I spent a little time on Wikipedia reading just a bit of what was going on with Borders. I don't pretend to understand high finance and the business world, but it seems they've been doomed since being bought by K-Mart. K-mart almost went out of business, and it seems (I'm probably wrong) that their bad business karma was spread to Borders...Now there will be no more Borders. Besides all the employees losing their jobs (which is pretty bad) it leaves me with having to shop before 6p.m. at the local indie stores (impossible with my schedule) or going over to Barnes and Nobles and being harrassed to buy their card everytime I want to just buy a book. I know the supervisors press their employees to push their cards, and other services that a shopper has to pay extra for, but as a shopper, I just want to be able to go in, shop for a book and just pay for the book, not be harrassed everytime I shop to buy some rewards card. It's irritating, and I've actually avoided shopping as B&N many times just for that reason.
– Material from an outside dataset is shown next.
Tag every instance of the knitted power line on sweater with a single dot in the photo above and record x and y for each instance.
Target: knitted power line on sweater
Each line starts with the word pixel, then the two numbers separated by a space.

While I'm on the subject of bookstores closing; how ironic would it be, to have all the big bookstores end up focusing only on e-books -as that's the wave of the future - and having to find print books only in indie bookstores, or mom-n-pop bookstores? Hopefully, if it does come to that, we'll still be able to buy print books. I understand that eventually all books will be online, or on data chips, data cubes, etc. But I really can't imagine a data cube really taking the place of holding a book in my hands...and think of the pop-up books? Whoe doesn't love a pop-up book?